At last she reached a stretch of buildings that had escaped the bombs. Frieda looked through the railings of a primary school. In the playground boys were kicking a football. To one side, a group of little girls in headscarves were giggling. She passed a factory that was closed down. A sign on the front announced redevelopment as office spaces and apartments. Then there was a pub with grimy windows and a row of houses. Every single door and window was blocked up with sheet metal, bolted to the walls. Frieda looked at her map again. She crossed the street and turned right into Brewery Road. It curved to the right so that she couldn’t see where it led, but a sign at the turning had marked it as a cul-de-sac. At the corner there were some more shops, all closed down and abandoned. Frieda read the old signs. There had been a cab firm, an electronics shop, a newsagent. There were multiple estate agent boards on the front. Leases for sale. Then there were the houses. Many were abandoned, others divided up into flats, but one of them had scaffolding on the façade. Someone had taken the plunge. After all, it was only a few minutes from the Isle of Dogs. In ten years, they would all have been renovated and there would be a restaurant and a gastropub in the road.

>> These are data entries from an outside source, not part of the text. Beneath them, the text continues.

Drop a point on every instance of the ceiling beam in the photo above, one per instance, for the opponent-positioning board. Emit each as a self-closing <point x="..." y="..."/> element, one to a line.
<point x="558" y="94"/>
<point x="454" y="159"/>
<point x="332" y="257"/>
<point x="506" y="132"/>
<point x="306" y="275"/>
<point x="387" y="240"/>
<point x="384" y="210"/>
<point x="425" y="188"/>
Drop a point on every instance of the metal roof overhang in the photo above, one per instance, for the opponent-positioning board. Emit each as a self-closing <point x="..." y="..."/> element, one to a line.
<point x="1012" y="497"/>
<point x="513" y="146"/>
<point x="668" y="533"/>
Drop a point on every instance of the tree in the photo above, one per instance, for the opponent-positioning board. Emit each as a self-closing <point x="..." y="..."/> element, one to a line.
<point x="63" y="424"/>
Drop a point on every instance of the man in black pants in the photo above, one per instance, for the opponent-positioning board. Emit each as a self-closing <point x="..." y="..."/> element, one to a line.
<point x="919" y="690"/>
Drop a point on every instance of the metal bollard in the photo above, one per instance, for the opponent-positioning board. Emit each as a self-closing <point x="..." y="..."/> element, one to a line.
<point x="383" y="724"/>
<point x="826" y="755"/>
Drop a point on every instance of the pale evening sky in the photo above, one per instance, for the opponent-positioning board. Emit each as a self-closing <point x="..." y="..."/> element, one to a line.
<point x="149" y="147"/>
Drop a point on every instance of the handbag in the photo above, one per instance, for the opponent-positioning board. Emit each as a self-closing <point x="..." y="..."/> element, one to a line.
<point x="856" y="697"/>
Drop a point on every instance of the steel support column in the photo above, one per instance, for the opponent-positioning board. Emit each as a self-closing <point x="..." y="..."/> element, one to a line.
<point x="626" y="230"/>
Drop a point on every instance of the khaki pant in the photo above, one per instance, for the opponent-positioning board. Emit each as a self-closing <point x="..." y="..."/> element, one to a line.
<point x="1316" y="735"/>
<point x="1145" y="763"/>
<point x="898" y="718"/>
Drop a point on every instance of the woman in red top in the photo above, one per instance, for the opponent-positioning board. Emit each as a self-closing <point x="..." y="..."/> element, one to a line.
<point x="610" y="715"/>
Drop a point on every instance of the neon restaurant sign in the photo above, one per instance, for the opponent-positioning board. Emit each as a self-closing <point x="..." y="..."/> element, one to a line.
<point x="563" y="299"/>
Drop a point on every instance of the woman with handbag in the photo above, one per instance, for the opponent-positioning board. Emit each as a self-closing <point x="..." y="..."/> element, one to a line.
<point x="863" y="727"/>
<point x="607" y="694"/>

He pushed his face against the glass. Skeletons of snow fell in the lost world. Her hair was black and he couldn’t see her face. He knew she wasn’t real. There weren’t people like that any more. Small and clean like a dancer on a music box who turns and turns if you wind the key. Once there was a woman with long red hair who called him honey-bunch. When he had been Matthew, before he lost her hand.
If she looked up, would she see his face? But it wasn’t his face any more. It was Simon’s face and Simon belonged to someone else.

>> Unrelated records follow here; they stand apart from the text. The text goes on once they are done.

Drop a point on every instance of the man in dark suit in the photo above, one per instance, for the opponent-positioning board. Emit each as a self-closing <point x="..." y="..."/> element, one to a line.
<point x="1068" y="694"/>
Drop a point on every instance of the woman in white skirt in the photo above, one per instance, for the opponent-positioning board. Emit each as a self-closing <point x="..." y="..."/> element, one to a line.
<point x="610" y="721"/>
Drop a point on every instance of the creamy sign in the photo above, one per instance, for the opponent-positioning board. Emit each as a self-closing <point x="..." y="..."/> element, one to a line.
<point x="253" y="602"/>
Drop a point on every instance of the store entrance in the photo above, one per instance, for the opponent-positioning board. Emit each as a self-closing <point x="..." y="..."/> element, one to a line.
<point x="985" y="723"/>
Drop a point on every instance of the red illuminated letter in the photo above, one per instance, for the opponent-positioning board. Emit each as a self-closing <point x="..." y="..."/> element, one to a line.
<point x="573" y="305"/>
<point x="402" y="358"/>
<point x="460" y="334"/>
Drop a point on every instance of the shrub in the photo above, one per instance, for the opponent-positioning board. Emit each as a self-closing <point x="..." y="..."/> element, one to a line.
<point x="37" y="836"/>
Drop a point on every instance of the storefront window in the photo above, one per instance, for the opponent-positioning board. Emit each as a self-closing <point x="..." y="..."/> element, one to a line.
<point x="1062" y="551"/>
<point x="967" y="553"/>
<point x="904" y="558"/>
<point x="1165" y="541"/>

The dancer disappeared. He heard the bell ringing.
She reached number seventeen, the address on her piece of paper. It had, in its own way, been done up. The front door was painted a dark glossy green. A Georgian-style architrave had been built over it. The window frames on the front of the house were all gleaming new aluminium. The little garden wall had fragments of broken glass cemented along the top, like a warning. What was she going to say? What, really, was she trying to find out? Frieda felt that if she started to think about it, she would just stop and leave. So she didn’t think. She pressed the doorbell and heard the chime inside. She waited and pressed the bell and listened.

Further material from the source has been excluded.